Naturally some of these ideas are better than others. ‘(Joe Gets Kicked Out of School for Using) Drugs With Friends (But Says This Isn’t a Problem)’‘s main issue isn’t just that archly ludicrous and word count-unfriendly title, it’s the way that the slow motion, almost country first half morphs into a stoner anthem, belting out the circular outro of “Drugs are better/drugs are better with friends are better/Friends are better with drugs are better” to the point where you expect your dad to shout “Hey Judy, Judy Judy Judy!” any minute.
When it’s good, as on ‘Not Just What I Needed’, Teens of Denial finds the perfect balance between the AOR sound that is evidently so beloved by Toledo and his resolutely DIY past. The way the song ends with distorted tape loops of guitar and studio chatter, explaining how he used to record vocals in the back seat of his car for privacy, leads wonderfully into ‘Drunk Drivers/Killer Whales’ a cappella intro of “In the back seat of my car/My love tells me I’m a mess”. It’s an achingly lovely moment and the most emotionally genuine point on the album. Unfortunately the song takes another one of those clever-clever left turns into po-faced sixth-form lyrics about the film Blackfish. Like yeah, it’s a sad film, but does the repetition of “It doesn’t have to be like this/Killer whales” really make you think?
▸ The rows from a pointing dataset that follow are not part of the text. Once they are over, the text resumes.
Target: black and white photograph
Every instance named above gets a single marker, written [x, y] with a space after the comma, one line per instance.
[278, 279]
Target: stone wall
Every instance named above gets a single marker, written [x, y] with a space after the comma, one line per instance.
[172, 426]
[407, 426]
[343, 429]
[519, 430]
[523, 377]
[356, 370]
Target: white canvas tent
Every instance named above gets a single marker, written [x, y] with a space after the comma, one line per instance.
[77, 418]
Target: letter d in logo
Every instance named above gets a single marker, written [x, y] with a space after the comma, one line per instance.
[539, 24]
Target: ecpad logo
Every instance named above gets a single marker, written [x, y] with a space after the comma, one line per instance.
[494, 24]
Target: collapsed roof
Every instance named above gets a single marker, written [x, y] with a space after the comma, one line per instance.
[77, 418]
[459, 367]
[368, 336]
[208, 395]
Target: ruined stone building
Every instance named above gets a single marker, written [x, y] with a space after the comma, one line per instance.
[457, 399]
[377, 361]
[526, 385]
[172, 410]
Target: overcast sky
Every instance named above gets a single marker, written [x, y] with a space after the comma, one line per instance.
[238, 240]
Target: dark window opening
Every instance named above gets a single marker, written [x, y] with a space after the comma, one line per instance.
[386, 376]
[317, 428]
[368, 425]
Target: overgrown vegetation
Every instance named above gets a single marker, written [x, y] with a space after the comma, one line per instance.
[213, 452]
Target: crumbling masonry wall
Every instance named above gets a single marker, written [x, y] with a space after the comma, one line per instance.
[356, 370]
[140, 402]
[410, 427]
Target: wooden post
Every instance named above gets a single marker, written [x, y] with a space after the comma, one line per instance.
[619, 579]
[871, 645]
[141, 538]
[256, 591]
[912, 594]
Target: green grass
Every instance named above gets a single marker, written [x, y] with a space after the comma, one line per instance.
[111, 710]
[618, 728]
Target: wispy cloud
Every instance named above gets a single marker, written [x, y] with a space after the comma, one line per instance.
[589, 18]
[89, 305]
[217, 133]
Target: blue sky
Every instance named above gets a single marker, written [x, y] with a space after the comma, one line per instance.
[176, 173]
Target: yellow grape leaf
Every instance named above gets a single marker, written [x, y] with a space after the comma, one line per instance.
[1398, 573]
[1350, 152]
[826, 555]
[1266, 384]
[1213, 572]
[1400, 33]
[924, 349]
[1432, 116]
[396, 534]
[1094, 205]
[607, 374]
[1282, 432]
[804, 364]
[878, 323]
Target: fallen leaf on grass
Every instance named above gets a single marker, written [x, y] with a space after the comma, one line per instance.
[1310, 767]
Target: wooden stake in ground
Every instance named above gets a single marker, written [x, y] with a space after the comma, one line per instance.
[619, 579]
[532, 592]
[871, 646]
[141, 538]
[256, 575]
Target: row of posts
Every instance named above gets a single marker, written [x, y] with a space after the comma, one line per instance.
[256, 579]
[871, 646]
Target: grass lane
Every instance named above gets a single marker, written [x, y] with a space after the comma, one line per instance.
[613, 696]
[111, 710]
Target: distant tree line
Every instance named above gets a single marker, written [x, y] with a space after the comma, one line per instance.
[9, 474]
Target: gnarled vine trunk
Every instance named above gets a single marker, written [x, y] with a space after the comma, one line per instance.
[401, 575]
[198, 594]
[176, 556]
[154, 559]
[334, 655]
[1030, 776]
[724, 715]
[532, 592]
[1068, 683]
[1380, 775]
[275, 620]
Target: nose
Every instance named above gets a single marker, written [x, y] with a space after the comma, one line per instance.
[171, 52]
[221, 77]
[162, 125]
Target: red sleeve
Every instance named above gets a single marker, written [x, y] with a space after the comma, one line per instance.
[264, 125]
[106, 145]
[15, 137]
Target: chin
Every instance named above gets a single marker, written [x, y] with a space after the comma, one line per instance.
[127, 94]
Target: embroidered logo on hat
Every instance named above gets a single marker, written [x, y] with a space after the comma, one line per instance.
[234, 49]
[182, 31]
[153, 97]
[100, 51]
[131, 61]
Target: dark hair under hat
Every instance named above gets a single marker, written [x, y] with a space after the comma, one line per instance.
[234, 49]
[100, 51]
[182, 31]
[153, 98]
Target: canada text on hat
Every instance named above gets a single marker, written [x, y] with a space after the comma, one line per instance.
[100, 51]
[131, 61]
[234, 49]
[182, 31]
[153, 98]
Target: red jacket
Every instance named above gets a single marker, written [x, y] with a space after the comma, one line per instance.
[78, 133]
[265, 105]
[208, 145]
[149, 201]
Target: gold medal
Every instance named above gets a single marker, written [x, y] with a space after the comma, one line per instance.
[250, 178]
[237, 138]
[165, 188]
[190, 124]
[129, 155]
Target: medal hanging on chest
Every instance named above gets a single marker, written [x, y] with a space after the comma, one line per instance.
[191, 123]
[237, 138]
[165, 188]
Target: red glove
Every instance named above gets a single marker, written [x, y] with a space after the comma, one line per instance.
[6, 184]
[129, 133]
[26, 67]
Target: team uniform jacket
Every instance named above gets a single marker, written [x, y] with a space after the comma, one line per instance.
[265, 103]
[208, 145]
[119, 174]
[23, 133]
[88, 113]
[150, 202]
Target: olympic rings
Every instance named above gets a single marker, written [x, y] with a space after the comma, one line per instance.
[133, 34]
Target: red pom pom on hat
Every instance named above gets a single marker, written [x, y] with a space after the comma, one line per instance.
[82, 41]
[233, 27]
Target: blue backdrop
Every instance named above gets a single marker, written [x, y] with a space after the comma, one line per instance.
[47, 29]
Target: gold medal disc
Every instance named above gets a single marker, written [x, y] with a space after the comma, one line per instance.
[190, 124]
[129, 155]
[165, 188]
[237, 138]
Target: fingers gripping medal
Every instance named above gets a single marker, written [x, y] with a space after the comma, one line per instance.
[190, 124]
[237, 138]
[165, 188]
It’s this discourse between the different influences that produces the moments that work best as well as the less successful efforts. ‘The Ballad of the Costa Concordia’ is a cruise ship sailing from acoustic power balladry to Pavement-style indie rock and crashing into Dido‘s ‘White Flag’ along the way. It sums the record up really: it’s bold, it’s more adventurous than most bands manage in an entire career, when it’s good it’s brilliant but there are patches that are pretty crap. And yet somehow, against the odds, it works.
Teens of Denial is out now on Matador Records.